Nelly Bassily | mai 18, 2015
L’histoire de cette semaine qui nous provient de l’Ouganda porte sur la culture du riz dans les marais situés en périphérie des villages au nord du pays. Notre texte radiophonique de la semaine propose un autre point de vue ougandais sur le riz.
En Ouganda (et d’autres pays), le riz est en train de supplanter rapidement d’autres denrées traditionnelles comme aliment de choix. Il y a une crainte que la multiplication des rizières n’ait de plus grandes répercussions sur les terres humides locales.
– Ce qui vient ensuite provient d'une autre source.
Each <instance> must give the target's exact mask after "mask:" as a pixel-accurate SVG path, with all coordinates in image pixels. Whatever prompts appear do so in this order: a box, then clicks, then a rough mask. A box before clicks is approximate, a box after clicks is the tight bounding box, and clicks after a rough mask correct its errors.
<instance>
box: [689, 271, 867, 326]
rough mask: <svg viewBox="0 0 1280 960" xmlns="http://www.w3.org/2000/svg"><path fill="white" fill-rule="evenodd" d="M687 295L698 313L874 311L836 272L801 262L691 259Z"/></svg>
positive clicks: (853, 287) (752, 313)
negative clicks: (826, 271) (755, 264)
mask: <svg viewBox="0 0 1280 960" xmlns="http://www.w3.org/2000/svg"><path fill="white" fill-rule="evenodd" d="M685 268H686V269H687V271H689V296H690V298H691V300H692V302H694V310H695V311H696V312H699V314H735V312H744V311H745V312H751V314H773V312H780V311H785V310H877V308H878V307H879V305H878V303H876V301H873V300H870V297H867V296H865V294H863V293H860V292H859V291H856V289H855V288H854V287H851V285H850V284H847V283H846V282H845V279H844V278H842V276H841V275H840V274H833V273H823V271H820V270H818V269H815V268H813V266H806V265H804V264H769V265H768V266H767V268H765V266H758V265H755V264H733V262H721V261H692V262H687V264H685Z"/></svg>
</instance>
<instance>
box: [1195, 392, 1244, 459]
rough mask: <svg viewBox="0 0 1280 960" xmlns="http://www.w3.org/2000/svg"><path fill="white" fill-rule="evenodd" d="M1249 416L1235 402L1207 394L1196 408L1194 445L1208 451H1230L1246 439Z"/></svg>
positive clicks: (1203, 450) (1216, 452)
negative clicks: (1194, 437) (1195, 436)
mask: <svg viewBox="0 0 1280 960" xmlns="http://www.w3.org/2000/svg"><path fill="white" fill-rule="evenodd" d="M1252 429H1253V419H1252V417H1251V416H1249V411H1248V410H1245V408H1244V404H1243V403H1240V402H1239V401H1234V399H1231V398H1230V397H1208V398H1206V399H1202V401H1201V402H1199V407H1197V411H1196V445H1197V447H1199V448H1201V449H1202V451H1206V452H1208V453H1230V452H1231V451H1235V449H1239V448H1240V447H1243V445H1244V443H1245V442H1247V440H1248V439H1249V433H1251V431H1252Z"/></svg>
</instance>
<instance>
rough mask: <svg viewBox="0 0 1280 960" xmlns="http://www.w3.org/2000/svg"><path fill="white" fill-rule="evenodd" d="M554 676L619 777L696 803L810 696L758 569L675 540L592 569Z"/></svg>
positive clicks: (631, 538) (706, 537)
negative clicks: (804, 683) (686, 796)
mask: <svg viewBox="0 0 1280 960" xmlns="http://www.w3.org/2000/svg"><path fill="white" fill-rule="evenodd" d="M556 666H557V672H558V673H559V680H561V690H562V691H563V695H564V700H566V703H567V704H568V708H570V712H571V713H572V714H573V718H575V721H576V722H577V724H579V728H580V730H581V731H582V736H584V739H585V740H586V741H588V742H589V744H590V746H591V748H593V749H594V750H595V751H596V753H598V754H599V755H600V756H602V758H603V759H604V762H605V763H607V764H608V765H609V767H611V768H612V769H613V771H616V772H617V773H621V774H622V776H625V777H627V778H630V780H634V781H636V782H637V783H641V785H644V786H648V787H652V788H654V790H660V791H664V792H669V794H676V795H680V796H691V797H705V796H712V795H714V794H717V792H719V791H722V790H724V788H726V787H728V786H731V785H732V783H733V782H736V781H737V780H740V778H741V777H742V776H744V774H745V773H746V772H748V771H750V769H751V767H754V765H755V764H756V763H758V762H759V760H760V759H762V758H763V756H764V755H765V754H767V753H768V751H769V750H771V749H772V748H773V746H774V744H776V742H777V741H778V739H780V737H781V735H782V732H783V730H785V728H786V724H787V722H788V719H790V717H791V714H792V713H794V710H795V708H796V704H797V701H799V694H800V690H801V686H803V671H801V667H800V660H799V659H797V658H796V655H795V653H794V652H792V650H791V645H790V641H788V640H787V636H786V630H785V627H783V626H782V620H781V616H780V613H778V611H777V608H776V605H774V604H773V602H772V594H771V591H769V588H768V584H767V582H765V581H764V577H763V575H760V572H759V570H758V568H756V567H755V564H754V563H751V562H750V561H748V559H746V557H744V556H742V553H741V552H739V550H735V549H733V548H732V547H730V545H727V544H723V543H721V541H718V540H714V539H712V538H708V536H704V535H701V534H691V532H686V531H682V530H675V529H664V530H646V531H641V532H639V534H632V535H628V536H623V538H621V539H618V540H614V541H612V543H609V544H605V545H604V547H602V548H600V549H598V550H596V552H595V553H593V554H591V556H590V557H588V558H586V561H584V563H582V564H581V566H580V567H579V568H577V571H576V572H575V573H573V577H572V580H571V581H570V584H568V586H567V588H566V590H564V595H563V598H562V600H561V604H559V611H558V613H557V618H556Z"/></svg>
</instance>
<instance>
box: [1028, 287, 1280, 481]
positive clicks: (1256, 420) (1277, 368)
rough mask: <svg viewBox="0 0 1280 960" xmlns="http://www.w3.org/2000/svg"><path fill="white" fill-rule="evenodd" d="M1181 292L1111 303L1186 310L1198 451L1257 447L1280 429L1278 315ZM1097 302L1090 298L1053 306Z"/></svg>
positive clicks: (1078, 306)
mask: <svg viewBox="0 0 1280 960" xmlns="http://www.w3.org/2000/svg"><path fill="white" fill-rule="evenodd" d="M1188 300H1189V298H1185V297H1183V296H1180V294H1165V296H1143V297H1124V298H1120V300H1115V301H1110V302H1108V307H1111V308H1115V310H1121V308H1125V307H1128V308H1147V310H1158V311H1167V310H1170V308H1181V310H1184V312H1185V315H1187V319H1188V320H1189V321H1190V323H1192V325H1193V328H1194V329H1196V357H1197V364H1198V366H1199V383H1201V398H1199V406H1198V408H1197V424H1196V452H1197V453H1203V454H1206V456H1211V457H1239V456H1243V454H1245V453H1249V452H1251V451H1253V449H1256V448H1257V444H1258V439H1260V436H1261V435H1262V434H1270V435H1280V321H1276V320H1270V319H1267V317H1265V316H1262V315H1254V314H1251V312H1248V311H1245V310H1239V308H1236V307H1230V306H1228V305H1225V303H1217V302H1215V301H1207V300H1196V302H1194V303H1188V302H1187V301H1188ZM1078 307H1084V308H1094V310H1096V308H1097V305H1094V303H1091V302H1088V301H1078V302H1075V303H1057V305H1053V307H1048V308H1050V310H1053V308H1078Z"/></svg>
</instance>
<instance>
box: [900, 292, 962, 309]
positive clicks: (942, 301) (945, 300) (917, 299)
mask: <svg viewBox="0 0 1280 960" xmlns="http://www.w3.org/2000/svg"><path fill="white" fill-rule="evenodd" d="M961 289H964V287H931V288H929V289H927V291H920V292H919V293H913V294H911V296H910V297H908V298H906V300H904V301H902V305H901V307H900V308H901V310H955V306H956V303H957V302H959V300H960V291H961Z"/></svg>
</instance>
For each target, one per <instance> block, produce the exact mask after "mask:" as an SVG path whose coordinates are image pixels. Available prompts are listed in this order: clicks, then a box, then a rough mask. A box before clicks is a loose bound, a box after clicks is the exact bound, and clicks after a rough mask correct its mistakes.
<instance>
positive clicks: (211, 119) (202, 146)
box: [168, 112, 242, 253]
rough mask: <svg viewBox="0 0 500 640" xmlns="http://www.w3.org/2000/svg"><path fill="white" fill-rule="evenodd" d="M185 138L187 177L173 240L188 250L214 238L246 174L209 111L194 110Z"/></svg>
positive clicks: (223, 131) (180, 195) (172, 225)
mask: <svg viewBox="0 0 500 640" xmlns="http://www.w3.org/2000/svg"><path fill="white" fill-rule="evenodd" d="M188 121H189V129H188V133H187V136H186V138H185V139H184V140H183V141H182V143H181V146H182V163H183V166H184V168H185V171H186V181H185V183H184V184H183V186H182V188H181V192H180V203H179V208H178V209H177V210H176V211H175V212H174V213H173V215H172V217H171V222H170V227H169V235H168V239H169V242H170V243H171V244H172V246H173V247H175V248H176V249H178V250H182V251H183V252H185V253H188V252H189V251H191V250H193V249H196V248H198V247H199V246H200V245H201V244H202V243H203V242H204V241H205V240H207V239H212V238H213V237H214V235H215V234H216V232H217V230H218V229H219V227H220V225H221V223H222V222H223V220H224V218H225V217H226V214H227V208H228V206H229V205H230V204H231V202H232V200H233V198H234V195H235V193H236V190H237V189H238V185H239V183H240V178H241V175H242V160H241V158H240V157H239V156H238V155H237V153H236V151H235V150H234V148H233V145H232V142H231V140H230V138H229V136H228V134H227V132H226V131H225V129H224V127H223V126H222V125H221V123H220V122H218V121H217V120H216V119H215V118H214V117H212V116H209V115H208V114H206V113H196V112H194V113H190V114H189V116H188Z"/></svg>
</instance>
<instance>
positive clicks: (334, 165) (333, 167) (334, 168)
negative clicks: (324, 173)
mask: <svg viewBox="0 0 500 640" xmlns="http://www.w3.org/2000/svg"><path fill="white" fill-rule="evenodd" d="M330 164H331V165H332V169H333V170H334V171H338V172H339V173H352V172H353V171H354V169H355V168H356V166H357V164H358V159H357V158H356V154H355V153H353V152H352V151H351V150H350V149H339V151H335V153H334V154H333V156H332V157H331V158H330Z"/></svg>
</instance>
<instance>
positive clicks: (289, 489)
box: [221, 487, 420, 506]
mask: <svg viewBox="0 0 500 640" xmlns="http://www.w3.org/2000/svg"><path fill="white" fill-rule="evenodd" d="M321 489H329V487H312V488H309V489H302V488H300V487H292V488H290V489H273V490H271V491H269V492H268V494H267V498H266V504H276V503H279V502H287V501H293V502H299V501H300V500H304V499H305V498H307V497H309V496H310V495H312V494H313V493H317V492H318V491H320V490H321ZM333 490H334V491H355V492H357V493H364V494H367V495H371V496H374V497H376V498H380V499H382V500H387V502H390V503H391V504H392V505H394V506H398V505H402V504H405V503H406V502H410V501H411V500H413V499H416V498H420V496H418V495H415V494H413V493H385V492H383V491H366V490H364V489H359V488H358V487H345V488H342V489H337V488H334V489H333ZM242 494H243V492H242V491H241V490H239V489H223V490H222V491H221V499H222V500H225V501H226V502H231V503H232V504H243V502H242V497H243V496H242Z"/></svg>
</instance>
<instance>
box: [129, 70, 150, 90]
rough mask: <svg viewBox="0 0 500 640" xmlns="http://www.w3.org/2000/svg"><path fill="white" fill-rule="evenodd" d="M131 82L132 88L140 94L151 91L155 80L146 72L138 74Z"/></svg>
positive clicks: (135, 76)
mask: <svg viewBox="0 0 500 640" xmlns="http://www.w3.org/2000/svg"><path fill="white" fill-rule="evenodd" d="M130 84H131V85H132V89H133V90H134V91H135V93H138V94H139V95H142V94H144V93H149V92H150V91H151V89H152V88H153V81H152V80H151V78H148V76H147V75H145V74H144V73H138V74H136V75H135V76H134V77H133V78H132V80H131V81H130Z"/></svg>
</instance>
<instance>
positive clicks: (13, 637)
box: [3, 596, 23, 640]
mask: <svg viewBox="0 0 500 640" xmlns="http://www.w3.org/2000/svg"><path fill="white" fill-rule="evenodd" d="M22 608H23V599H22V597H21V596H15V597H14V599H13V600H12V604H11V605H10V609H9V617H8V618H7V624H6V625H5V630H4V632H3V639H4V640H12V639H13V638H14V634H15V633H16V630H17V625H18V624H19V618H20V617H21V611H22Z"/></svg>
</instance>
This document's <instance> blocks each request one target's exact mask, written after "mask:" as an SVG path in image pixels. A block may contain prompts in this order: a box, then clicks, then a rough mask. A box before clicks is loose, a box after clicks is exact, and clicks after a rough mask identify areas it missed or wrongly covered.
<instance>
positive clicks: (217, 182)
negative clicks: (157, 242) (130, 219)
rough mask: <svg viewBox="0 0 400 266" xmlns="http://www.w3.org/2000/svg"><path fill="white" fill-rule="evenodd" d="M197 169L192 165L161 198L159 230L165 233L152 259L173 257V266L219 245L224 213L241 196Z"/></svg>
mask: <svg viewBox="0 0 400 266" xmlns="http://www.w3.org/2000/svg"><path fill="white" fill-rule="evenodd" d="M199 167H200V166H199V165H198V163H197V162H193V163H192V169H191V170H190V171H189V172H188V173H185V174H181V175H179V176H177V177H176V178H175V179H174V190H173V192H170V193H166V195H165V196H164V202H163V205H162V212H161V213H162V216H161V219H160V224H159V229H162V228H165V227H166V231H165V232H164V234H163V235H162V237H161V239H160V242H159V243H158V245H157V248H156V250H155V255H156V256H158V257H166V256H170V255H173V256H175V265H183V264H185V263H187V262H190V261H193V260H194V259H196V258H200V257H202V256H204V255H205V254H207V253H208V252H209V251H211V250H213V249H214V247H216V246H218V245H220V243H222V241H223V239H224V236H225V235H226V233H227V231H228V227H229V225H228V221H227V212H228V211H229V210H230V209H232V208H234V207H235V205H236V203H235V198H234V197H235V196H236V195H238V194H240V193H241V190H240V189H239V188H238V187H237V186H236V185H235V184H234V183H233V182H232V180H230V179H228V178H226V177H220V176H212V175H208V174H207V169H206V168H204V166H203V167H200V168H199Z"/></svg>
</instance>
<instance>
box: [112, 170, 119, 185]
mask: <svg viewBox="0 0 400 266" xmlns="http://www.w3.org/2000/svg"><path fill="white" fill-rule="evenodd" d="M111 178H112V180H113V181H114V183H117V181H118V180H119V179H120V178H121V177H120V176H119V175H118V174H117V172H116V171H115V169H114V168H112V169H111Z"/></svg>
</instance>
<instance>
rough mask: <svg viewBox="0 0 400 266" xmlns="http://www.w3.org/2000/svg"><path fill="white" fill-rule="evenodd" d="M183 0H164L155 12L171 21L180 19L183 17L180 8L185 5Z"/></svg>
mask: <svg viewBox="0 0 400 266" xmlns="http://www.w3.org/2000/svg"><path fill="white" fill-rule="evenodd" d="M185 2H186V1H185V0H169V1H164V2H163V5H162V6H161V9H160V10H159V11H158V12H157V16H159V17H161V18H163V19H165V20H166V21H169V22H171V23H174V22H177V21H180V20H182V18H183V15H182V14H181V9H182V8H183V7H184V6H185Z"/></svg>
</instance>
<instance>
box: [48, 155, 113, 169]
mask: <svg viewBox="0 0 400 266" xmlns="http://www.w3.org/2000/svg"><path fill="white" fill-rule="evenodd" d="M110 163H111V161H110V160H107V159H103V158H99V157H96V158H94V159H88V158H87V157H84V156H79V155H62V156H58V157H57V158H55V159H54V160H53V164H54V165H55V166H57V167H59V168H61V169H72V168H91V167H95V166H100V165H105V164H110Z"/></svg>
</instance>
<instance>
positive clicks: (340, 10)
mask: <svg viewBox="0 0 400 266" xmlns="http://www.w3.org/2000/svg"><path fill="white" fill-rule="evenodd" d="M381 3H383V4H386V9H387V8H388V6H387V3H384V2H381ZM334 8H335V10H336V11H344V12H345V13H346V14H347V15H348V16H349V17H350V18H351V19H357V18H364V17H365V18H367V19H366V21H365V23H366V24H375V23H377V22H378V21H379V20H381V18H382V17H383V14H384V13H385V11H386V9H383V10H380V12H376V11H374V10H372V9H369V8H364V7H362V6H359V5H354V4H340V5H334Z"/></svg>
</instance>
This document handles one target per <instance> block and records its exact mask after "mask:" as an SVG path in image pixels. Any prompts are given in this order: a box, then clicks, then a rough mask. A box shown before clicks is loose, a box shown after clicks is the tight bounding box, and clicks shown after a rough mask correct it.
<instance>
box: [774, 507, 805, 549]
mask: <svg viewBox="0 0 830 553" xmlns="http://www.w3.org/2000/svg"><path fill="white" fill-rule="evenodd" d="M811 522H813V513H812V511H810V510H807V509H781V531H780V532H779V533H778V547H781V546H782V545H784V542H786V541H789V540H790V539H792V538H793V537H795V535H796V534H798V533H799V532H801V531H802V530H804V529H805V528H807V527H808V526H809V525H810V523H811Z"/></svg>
L’assèchement des terres humides pour y cultiver du riz peut détruire la biodiversité locale et avoir des impacts négatifs sur la gestion des ressources en eau et la qualité du sol. L’assèchement provoque également des émissions de gaz à effet de serre qui favorisent le changement climatique. Il se peut qu’au nord de l’Ouganda les avantages de l’utilisation des marais pour la culture de riz l’emportent sur les effets néfastes, mais dans d’autres régions du pays, les enjeux pourraient s’avérer plus importants.
Notre texte radiophonique de la semaine propose une solution à ce problème. Une initiative locale menée en Ouganda s’assure que les amateurs de riz puissent continuer de se délecter de leur met favori sans détruire l’environnement. Dans le texte radiophonique, publié pour la première fois en 2008, nous nous entretenons avec des experts qui développaient une nouvelle variété de riz de montagne dénommée le « Nouveau riz pour l’Afrique » (NERICA).